Last year’s trip, which was co-sponsored by BP, involved a rigorous application process for students. Prospective attendees submitted three essays as well as an original video presentation. More than 2,000 students applied for the 50 slots. “It is an honor to be chosen that comes with an expectation,” says Winslow, noting that more people travel through London Heathrow Airport in one hour than have ever set foot on Antarctica. “When you return home, you have a responsibility to inspire and mobilize people around this issue.”

Participants fly to Ushuaia, Argentina, and from there depart on an 117 meter Russian research vessel down the Beagle Channel and across the Drake Passage, widely known as some of the worst seas in the world. During the two-and-a-half-day journey to Antarctica, participants take part in lectures and discussions by climate scientists, biologists, and environmental experts about climate change, and dissect case studies about how businesses cope with governance and sustainability issues.

Winslow says she was deeply affected by seeing tabular icebergs from the Larsen Ice Shelf adrift in the sea. Some segments have already disappeared: the Larsen A ice shelf collapsed in 1995; and the Larsen B ice shelf, once the size of Rhode Island, disintegrated in 2002. The Larsen C ice shelf appears stable, but scientists caution that if warming continues at its current rate, that shelf could also break up, which would have a dramatic impact on sea levels.

“When you see these huge icebergs—miles long, and stories high—that were once part of the land, and you realize that it’s because of climate change, you can’t dismiss it,” says Winslow. “It’s an experience that transforms how you conduct your life and the way you do business.”

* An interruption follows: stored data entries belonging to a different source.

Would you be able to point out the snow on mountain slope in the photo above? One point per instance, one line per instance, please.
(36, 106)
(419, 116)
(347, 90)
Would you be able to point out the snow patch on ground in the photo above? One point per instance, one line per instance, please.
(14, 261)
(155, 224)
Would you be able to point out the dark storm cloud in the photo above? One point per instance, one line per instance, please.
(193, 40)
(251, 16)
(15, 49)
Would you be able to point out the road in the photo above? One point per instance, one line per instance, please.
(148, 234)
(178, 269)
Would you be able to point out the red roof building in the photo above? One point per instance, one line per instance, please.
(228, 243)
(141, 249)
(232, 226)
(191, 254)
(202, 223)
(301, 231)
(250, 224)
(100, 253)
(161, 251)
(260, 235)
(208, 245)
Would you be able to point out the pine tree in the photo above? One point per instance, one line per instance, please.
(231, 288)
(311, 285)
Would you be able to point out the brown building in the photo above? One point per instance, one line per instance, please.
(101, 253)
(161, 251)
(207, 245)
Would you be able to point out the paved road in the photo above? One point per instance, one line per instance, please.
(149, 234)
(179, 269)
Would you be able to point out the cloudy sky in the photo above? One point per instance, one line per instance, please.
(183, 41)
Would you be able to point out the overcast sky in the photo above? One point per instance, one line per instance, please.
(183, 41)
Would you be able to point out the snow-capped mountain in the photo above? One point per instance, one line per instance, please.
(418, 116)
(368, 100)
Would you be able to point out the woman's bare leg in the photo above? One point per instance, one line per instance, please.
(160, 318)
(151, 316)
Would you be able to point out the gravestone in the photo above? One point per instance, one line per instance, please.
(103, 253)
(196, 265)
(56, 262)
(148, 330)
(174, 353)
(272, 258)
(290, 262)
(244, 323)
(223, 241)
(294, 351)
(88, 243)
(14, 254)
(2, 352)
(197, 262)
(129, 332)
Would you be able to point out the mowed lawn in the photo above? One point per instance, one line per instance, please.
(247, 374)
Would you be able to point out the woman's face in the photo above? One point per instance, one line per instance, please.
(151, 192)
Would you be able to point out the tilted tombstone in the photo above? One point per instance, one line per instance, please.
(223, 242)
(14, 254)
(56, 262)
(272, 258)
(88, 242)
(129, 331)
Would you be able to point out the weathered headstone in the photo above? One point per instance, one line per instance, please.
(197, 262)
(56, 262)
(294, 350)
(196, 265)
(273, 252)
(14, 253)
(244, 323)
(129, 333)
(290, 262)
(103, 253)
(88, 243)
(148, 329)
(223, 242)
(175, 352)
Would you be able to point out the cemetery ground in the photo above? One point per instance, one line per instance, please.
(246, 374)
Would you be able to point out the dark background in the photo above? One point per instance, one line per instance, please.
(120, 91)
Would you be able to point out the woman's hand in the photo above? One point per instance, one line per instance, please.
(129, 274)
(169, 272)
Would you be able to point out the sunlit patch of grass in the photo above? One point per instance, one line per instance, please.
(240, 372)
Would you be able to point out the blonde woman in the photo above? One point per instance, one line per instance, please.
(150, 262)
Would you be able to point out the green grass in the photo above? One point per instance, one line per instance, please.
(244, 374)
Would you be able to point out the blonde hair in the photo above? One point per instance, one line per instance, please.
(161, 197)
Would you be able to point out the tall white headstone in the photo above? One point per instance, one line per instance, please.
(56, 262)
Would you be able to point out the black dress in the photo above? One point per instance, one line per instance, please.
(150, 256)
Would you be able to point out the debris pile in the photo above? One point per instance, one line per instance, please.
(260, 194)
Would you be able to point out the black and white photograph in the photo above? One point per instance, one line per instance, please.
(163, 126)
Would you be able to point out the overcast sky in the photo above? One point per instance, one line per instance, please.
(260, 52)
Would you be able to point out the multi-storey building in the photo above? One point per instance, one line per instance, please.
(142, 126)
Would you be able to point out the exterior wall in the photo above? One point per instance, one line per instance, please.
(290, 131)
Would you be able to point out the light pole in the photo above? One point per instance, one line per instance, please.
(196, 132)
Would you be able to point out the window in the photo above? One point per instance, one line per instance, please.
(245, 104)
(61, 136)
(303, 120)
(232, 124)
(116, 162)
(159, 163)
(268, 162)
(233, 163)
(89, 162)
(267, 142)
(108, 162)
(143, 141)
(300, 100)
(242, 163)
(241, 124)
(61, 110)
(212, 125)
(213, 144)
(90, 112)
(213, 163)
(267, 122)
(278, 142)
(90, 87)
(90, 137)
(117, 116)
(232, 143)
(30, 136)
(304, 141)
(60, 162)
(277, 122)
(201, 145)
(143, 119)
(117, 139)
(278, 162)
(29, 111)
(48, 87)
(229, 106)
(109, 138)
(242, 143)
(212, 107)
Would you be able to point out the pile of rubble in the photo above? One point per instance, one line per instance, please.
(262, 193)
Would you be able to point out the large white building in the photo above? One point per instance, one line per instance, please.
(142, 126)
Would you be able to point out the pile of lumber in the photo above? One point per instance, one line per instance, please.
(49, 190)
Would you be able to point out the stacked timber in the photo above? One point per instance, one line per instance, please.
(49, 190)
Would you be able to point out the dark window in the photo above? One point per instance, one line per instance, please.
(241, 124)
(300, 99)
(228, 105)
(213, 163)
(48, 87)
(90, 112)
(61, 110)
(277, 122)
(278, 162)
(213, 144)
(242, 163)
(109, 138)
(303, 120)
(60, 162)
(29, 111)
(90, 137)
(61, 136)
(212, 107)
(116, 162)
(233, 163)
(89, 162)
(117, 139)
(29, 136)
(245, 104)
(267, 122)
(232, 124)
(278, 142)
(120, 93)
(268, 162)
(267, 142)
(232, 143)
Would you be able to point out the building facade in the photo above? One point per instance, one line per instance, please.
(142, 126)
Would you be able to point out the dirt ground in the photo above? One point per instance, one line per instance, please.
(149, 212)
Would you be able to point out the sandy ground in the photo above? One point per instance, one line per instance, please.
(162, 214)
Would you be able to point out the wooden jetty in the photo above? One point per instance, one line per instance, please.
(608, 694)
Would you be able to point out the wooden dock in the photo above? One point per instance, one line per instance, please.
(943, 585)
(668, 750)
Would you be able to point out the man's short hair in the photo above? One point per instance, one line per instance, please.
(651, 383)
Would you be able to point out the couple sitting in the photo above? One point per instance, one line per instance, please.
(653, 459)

The overarching goal of the expeditions is to encourage students and business leaders to adjust their personal and professional behaviors. “Before you can have an impact on others, you have to make changes yourself. You can lead through influence,” she says. “Look at your transportation. If you need a car to get to and from school or work, are you driving the most fuel-efficient vehicle? If you own a home: where do you get your power? Are there green alternatives? Do you recycle? What is your water usage? Climate scientists have found that these seemingly insignificant shifts in habit can have a huge impact.”

The same is true for how businesses operate, she says. “Business as usual is game over,” she says. “There’s been a sea change and companies increasingly understand that they can’t operate the same way they did 50 years ago. As Robert Swan says, ‘The greatest threat to the planet is the belief that someone else will save it.’ That someone else is us.”